This is a partial transcript from "Your World with Neil Cavuto," June 9, 2004, that was edited for clarity.
TERRY KEENAN, FOX ANCHOR: Welcome back, everyone. I’m Terry Keenan. Neil Cavuto is taking a bit of a break, resting that voice after a very successful book party here in New York City yesterday.
Well, turning to the real estate market right now, if you want an expert take on real estate, we have to look no further than Chicago billionaire Sam Zell. With over a quarter of a million apartments and nearly 130 million square feet of office space under his umbrella, Sam Zell is the nation’s largest landlord. Earlier, Neil asked him why he is so bullish on the real estate market and on the economy.
SAM ZELL, EQUITY OFFICE PROPERTIES CHAIRMAN: Commercial real estate is getting better. As you saw by the jobs report last week, we’ve now added almost a million jobs in the last three months. That translates into higher demand for office space and higher demand for multi-family housing.
NEIL CAVUTO, HOST: What about right here?
ZELL: You mean here in Chicago?
ZELL: The office market in Chicago is a little bit behind the rest of the country.
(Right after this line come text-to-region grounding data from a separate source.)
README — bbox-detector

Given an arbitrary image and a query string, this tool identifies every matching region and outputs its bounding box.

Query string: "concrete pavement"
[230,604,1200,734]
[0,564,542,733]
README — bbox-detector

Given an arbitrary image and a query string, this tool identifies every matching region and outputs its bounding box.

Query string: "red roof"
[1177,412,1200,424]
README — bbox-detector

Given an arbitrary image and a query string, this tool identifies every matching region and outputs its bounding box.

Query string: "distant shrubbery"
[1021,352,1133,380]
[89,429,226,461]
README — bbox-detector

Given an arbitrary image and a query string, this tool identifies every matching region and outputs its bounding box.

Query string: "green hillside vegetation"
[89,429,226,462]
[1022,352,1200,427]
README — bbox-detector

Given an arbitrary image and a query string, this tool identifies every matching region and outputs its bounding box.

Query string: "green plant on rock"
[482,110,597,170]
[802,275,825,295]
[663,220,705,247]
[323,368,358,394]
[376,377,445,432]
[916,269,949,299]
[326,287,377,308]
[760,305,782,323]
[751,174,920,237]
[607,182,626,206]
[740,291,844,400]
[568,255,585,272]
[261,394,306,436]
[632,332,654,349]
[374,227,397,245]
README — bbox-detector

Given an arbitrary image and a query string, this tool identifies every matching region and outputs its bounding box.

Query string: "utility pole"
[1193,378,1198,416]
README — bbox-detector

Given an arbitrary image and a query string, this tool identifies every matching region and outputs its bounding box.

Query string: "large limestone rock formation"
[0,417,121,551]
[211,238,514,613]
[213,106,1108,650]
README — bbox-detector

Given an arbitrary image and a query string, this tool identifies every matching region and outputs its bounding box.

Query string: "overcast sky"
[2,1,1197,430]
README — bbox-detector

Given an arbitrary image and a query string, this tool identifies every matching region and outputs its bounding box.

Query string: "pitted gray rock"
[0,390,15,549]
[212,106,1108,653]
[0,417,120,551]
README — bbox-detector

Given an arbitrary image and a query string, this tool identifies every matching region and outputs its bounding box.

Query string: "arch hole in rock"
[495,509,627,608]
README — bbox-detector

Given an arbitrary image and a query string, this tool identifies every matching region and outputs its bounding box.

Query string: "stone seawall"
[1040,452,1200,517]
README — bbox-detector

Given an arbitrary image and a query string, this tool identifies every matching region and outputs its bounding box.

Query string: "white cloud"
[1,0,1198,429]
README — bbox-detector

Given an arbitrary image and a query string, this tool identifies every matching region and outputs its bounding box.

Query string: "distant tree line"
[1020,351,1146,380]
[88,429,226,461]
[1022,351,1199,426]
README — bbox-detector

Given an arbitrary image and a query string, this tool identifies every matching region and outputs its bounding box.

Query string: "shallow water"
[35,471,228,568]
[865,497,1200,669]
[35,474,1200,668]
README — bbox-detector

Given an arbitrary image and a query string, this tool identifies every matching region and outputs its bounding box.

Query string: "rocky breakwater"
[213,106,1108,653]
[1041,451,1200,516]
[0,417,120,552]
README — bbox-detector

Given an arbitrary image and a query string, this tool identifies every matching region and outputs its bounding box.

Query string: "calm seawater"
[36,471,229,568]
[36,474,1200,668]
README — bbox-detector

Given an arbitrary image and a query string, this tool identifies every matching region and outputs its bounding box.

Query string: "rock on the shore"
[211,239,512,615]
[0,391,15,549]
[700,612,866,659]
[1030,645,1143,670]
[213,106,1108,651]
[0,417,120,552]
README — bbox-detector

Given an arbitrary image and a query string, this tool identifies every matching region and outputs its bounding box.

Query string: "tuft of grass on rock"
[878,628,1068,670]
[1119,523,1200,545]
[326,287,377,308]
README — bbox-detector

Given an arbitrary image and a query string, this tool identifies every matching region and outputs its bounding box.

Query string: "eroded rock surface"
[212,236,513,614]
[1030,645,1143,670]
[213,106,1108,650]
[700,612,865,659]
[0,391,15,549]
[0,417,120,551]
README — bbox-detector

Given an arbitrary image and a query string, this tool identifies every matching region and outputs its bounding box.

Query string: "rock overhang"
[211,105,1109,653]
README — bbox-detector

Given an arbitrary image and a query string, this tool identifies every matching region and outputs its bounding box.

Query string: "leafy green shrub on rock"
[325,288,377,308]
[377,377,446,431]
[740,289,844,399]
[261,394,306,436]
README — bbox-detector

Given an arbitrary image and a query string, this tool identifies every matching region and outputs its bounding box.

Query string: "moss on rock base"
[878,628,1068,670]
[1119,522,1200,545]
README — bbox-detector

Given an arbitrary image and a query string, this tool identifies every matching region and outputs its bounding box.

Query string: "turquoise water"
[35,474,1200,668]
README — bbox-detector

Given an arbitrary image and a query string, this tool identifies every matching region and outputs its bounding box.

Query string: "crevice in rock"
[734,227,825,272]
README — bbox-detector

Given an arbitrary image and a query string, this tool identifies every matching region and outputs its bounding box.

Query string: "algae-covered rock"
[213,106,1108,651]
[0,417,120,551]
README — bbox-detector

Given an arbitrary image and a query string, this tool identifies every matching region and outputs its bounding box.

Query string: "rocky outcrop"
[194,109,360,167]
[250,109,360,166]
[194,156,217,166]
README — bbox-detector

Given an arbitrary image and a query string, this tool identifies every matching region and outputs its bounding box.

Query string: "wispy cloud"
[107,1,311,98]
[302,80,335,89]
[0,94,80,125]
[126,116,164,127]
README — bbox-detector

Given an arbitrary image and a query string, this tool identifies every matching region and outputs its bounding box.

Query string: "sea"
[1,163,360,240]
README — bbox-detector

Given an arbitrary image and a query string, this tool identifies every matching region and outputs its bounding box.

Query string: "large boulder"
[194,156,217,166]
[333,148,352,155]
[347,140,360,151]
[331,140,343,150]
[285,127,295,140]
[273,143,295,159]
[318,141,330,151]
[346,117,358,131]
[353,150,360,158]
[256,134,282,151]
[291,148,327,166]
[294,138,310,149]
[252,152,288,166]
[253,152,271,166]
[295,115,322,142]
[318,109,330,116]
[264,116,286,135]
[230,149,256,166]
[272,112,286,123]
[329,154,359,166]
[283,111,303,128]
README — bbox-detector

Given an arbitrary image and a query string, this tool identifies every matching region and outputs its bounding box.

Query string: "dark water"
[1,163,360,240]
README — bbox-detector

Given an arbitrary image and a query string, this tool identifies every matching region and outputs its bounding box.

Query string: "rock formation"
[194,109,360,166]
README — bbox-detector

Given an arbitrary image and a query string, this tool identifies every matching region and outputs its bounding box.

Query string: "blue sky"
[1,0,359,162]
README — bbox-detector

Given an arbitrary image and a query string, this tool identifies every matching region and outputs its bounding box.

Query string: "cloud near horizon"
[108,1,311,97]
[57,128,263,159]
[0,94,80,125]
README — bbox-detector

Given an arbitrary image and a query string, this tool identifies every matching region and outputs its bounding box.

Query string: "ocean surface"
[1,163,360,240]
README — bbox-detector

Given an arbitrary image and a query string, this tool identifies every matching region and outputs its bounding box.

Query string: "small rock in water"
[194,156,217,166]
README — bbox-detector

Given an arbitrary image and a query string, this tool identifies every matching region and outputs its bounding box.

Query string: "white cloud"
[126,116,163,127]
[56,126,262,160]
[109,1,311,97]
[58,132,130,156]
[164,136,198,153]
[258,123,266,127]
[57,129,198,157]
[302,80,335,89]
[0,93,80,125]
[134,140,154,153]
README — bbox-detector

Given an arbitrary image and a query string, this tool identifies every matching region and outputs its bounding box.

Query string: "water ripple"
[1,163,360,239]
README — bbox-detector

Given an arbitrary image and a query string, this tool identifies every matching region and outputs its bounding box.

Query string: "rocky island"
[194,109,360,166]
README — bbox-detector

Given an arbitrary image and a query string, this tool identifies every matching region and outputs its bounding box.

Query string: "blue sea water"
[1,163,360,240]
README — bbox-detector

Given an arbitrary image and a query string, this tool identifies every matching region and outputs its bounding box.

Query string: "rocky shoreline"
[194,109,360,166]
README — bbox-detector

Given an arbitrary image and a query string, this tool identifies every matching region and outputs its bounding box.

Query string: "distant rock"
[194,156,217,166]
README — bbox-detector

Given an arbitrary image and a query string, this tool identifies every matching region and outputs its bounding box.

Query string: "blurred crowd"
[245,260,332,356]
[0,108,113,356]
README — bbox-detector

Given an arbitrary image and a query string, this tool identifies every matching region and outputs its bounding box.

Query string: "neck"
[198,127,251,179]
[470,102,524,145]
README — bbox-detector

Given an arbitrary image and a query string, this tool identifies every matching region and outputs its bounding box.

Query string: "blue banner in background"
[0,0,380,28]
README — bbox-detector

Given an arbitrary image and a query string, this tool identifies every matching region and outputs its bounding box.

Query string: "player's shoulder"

And the multi-family market is also a little bit behind in terms of catching up. But I think overall, the fundamentals in the real estate market today are significantly better, and particularly in office space. There is almost no new supply. So I think things will start to balance out.
CAVUTO: The Fed is going to tighten, we know that. We don’t know how much it’s going to tighten. What do you think?
ZELL: Well, I think that whenever you asked about tightening, you also have to deal with A, B and C. And so I think that what we are seeing, as in every period when there have been a lot of vacancies, the A buildings have a lower vacancy rate than the B, and the B have a lower vacancy rate than the C. And currently, the A buildings are pretty much getting full. And that’s good for the overall business and, particularly, good for us, because that is this quality building we own.
CAVUTO: Anything worry you right now?
ZELL: Well, obviously, you know, I’m a little concerned about inflation. I think the CPI has understated the level of inflation. I mean, I know in the office building business, we’re probably looking at a 30 percent increase in the cost of reproduction in the last 18 months. And ultimately, that translates into the Consumer Price Index.
CAVUTO: The political environment, do you find that upsetting for your industry?
ZELL: Well, if you mean the high level of partisanship, you know, I pride myself on being somewhat of a patriot. And so I find the level of animosity difficult to take. But I think as a society we are learning to take more of it and ignore more of it.
CAVUTO: Chicago versus, let’s say, the rest of the country, how does it look?
ZELL: I think Chicago was a little slower to be hurt in the recession. I think it is a little slower coming back. But remember, this is the transportation center of the United States. This is the -- you know, heavy manufacturing involvement here. And I think that the numbers seem to show that we are seeing a recovery. And Chicago in particular, being a 24/7 city, I think is going to do much better than, perhaps, the surrounding area.
CAVUTO: What if rates double, Sam, from where they are now?
ZELL: I think the question is, which rates? If the 1 percent rate doubled to 2, I don’t think anything happens. If a 10-year, which is currently at 4.80, doubled to 9.60, we’d have a lot of problems if it happened quickly.
CAVUTO: If that happens here in Chicago, what would the fallout be?
ZELL: Well, I don’t think Chicago is any more or less vulnerable to rates than the rest of the country. And it’s a historical entrepreneurial center, and with a lot of resiliency. So I wouldn’t expect Chicago to be more or less impacted than anywhere else.
CAVUTO: Back in New York, with the World Trade Center, what happened? Should we build something huge or what?
ZELL: Well, I have been asked that question before and, frankly, if you look at the history of the World Trade Center, you look at the history of a failed investment. It was a loser from the minute it was built. There was never any demand for 10 million square feet in downtown Manhattan. There still isn’t.
There was one moment at the very top of the bubble when it was full and in demand, and that is the moment the port authority decided to sell it. Good timing. But in the end, I don’t think there is any economic justification for replicating that many square feet in that location.